Maggioranza e opposizione, convergenti sulla necessità di realizzare un nuovo Ospedale a Cosenza, pur avendo tentato di arrivare alla stesura e alla conseguente approvazione di un documento unitario, si sono poi divise solo sulla individuazione del sito dove dovrà sorgere la nuova struttura (per la maggioranza la collina che porta dal centro città fino al Mariano Santo; per la minoranza la zona di Vaglio Lise).
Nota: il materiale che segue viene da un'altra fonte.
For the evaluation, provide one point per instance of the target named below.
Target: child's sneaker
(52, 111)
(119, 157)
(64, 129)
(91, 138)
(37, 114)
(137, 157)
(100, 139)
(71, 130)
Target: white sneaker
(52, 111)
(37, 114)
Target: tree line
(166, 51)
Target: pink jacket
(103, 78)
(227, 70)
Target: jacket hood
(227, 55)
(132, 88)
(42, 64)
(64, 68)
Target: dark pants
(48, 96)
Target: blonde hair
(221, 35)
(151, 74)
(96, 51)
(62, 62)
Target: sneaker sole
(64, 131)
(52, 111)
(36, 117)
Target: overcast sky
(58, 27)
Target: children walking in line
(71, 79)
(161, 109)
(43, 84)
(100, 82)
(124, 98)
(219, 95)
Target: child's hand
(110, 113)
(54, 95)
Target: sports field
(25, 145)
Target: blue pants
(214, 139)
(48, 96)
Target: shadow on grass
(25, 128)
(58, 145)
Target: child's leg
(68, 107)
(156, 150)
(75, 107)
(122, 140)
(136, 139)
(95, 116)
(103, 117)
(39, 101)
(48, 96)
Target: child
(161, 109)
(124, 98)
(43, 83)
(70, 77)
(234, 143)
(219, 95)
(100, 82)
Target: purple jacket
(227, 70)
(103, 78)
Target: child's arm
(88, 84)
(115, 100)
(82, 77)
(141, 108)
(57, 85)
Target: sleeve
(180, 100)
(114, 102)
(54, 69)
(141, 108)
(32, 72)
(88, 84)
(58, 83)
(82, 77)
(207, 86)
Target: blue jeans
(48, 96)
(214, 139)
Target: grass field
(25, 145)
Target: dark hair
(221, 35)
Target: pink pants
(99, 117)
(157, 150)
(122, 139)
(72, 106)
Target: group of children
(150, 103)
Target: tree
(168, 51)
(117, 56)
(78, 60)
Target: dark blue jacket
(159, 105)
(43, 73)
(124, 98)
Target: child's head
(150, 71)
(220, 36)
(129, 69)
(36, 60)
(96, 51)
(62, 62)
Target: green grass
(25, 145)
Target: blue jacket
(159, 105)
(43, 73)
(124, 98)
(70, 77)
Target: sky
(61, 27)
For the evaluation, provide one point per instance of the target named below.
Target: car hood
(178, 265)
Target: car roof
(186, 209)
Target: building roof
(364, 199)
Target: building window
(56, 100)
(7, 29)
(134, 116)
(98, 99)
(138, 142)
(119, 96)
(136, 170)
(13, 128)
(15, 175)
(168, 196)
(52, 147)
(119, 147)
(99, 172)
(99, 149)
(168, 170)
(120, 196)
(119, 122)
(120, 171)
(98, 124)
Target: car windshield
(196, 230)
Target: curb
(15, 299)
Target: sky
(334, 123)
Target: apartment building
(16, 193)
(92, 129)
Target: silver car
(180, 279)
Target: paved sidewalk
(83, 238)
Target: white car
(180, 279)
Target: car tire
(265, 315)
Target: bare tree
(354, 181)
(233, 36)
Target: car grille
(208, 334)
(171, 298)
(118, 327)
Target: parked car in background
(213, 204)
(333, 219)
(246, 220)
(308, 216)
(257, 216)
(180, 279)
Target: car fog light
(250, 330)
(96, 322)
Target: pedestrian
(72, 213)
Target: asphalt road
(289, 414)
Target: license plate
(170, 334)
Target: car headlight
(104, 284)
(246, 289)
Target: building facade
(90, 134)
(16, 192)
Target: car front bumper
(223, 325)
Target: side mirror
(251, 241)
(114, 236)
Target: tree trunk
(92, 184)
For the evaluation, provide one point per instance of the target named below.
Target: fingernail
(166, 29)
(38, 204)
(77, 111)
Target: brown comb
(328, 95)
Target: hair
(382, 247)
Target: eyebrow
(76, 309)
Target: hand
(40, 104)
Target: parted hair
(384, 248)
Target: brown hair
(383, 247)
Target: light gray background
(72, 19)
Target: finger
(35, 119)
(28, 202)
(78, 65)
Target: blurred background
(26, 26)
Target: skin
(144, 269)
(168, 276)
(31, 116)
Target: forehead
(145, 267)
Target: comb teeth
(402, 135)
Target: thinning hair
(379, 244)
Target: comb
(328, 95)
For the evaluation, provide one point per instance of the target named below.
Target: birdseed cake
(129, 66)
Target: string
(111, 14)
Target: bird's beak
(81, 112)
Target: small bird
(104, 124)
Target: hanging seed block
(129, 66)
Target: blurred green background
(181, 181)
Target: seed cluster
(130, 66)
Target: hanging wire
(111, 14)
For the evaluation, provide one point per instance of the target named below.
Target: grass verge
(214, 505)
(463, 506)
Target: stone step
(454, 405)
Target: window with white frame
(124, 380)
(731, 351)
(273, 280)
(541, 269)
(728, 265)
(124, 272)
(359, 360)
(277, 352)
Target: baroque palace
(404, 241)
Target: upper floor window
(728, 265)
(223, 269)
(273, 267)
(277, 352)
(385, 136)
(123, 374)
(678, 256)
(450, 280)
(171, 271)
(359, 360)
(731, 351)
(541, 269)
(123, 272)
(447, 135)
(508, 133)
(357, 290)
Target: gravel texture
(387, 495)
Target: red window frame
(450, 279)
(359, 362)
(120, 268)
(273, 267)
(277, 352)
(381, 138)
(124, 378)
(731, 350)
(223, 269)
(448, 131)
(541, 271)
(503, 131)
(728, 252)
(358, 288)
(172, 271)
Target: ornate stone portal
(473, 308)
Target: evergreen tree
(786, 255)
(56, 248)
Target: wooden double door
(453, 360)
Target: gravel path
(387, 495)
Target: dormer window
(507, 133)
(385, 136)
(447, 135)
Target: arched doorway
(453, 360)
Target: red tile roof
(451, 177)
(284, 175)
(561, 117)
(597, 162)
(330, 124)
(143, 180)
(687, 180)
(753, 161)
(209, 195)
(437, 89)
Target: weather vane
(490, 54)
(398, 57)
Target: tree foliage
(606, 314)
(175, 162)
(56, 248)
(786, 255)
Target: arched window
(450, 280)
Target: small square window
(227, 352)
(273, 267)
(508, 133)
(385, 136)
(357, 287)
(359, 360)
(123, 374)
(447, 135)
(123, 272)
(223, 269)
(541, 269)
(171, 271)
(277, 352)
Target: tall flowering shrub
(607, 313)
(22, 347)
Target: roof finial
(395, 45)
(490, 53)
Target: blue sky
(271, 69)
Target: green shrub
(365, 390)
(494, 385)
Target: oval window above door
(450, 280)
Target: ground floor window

A dare lettura del documento della minoranza è stato il Capogruppo del PD Damiano Covelli. Quello della maggioranza è stato letto in aula dalla consigliera comunale Alessandra De Rosa.

Ad essere votato per primo, il documento della maggioranza che è passato con 12 voti a favore. 7 i consiglieri che si sono astenuti. Sul documento della minoranza, 6 i consiglieri favorevoli e 13 gli astenuti.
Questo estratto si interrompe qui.